Publication year - 2018
Publication title -
angewandte chemie international edition
Language(s) - English
Resource type - Journals
SCImago Journal Rank - 5.831
H-Index - 550
eISSN - 1521-3773
pISSN - 1433-7851
DOI - 10.1002/anie.201809149
Subject(s) - diazirine , chemistry , reagent , combinatorial chemistry , residue (chemistry) , cysteine , alkylation , biophysics , stereochemistry , biochemistry , organic chemistry , enzyme , catalysis , biology
Analysing protein complexes by chemical crosslinking‐mass spectrometry (XL‐MS) is limited by the side‐chain reactivities and sizes of available crosslinkers, their slow reaction rates, and difficulties in crosslink enrichment, especially for rare, transient or dynamic complexes.
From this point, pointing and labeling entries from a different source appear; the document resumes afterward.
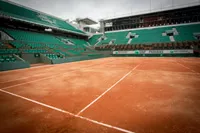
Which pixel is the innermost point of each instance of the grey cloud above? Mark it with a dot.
(97, 9)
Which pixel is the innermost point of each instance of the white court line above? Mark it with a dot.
(50, 77)
(106, 91)
(66, 112)
(186, 67)
(23, 78)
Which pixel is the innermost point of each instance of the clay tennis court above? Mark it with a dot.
(110, 95)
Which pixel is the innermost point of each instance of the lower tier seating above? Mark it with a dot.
(7, 58)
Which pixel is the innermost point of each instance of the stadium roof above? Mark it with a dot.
(21, 13)
(87, 21)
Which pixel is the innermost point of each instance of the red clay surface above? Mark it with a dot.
(160, 95)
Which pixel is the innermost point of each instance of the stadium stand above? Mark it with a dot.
(19, 12)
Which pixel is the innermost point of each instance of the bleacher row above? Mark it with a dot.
(7, 58)
(179, 33)
(153, 46)
(31, 42)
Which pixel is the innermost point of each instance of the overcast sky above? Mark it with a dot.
(97, 9)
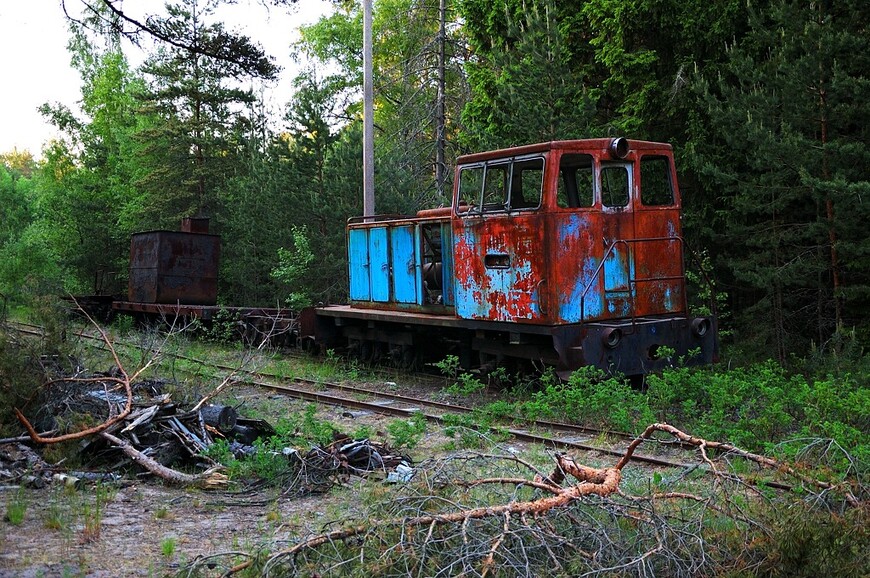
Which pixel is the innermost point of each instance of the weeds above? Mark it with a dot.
(16, 508)
(407, 433)
(167, 546)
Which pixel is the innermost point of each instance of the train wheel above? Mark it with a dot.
(366, 351)
(410, 359)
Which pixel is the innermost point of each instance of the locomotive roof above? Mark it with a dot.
(579, 145)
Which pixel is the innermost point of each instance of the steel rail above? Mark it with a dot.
(416, 403)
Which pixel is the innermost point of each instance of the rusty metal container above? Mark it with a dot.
(174, 267)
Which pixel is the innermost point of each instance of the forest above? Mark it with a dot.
(767, 107)
(765, 103)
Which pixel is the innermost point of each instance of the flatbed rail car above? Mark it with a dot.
(174, 279)
(565, 253)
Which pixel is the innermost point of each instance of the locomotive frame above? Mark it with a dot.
(566, 253)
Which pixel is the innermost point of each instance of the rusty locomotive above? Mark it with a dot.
(565, 254)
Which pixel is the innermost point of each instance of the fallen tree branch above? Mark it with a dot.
(602, 482)
(763, 461)
(211, 478)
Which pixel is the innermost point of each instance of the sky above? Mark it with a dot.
(35, 65)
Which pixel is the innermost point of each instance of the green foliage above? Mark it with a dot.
(16, 508)
(449, 366)
(407, 433)
(167, 546)
(293, 265)
(467, 384)
(784, 154)
(807, 543)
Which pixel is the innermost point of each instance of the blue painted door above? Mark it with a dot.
(406, 274)
(358, 257)
(379, 264)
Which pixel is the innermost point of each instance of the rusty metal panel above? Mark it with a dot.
(379, 264)
(577, 253)
(448, 279)
(174, 267)
(500, 267)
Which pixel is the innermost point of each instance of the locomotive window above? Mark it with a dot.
(526, 182)
(470, 185)
(495, 187)
(576, 185)
(614, 185)
(655, 182)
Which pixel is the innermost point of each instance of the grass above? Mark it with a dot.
(16, 508)
(167, 546)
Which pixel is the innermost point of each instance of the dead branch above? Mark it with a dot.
(601, 482)
(211, 478)
(763, 461)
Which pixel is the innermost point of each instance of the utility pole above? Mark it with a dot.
(368, 118)
(441, 121)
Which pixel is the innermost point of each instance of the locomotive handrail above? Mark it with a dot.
(363, 221)
(632, 280)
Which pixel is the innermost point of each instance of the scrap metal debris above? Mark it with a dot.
(158, 435)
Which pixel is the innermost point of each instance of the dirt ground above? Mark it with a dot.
(149, 529)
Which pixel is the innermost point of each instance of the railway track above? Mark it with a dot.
(559, 435)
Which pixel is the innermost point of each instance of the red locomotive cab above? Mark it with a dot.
(582, 239)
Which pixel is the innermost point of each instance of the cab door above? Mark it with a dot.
(615, 181)
(499, 241)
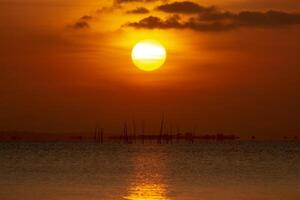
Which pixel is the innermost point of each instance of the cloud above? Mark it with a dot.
(152, 22)
(140, 10)
(118, 2)
(86, 17)
(211, 19)
(81, 25)
(185, 7)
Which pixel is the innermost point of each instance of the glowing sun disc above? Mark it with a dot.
(148, 55)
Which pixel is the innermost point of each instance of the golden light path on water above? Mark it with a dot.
(147, 181)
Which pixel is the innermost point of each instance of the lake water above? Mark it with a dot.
(237, 170)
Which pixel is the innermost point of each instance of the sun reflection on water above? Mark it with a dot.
(147, 192)
(147, 182)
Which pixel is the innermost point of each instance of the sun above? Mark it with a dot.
(148, 55)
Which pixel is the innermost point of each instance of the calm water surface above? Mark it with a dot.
(201, 171)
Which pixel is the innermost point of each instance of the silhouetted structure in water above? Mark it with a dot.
(98, 135)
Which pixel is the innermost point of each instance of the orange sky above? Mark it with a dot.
(66, 66)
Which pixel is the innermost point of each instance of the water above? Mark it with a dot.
(205, 171)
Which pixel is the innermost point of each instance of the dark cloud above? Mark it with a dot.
(214, 20)
(155, 22)
(185, 7)
(86, 17)
(118, 2)
(81, 25)
(140, 10)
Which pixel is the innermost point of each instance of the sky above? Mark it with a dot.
(232, 66)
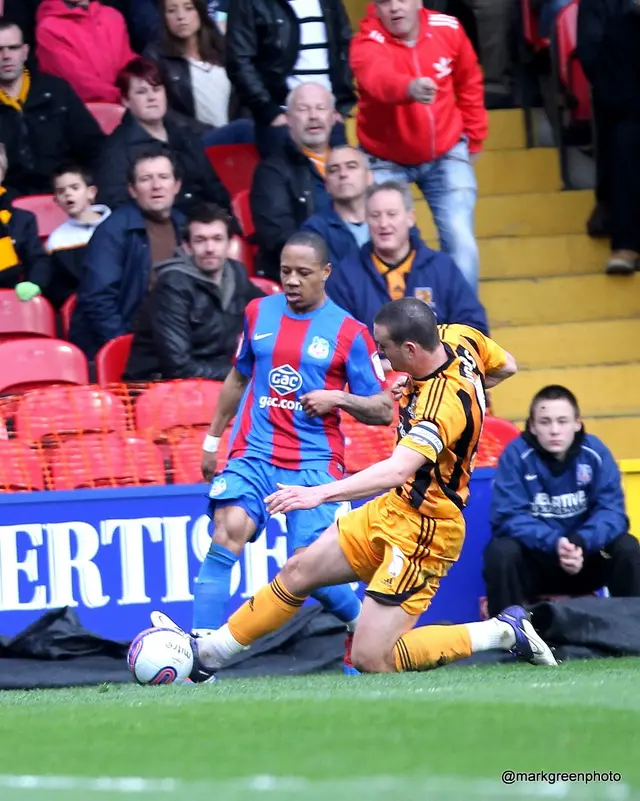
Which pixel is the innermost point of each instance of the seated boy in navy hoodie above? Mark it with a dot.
(75, 193)
(558, 514)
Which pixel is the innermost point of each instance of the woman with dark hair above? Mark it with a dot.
(191, 58)
(146, 126)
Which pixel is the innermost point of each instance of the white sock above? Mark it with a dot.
(216, 648)
(491, 634)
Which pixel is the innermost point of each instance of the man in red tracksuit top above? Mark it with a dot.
(421, 115)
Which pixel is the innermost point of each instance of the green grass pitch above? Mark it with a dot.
(445, 735)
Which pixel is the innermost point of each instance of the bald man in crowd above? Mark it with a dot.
(343, 225)
(289, 187)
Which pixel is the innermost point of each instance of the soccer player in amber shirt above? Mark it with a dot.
(404, 541)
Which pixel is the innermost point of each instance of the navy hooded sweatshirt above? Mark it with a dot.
(538, 499)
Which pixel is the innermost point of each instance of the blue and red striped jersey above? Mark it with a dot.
(285, 355)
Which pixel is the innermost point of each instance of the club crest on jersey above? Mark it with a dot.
(218, 486)
(319, 348)
(584, 474)
(285, 380)
(442, 67)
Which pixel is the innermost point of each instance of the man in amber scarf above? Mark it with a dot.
(43, 122)
(24, 265)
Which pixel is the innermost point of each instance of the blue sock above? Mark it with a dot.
(341, 601)
(211, 591)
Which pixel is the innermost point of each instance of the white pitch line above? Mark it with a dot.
(298, 787)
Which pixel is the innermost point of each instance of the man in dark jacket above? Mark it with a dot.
(42, 120)
(199, 181)
(190, 324)
(398, 264)
(24, 265)
(147, 125)
(609, 51)
(271, 50)
(343, 226)
(121, 254)
(289, 187)
(557, 514)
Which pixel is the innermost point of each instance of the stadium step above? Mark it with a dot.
(572, 344)
(568, 299)
(603, 391)
(620, 434)
(535, 214)
(540, 256)
(506, 130)
(505, 172)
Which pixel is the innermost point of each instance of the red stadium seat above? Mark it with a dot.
(365, 445)
(570, 70)
(107, 115)
(111, 360)
(268, 286)
(186, 456)
(242, 211)
(234, 165)
(30, 363)
(530, 28)
(20, 468)
(107, 460)
(171, 405)
(64, 411)
(573, 120)
(66, 312)
(32, 318)
(48, 214)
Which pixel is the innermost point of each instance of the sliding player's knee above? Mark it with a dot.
(372, 657)
(298, 574)
(232, 529)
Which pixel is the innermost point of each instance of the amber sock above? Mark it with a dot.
(432, 646)
(270, 608)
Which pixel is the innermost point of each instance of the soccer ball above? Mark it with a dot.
(160, 656)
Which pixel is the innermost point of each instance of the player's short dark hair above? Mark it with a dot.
(309, 239)
(150, 153)
(410, 320)
(553, 392)
(72, 168)
(7, 22)
(206, 213)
Here we describe two new XL reagents that incorporate a methanethiosulfonate (MTS) group to label a reactive cysteine introduced into the bait protein, and a residue‐unbiased diazirine‐based photoactivatable XL group to trap its interacting partner(s). Reductive removal of the bait transfers a thiol‐containing fragment of the crosslinking reagent onto the target that can be alkylated and located by MS sequencing and exploited for enrichment, enabling the detection of low abundance crosslinks. Using these reagents and a bespoke UV LED irradiation platform, we show that maximum crosslinking yield is achieved within 10 seconds. The utility of this “tag and transfer” approach is demonstrated using a well‐defined peptide/protein regulatory interaction (BID 80‐102 /MCL‐1), and the dynamic interaction interface of a chaperone/substrate complex (Skp/OmpA).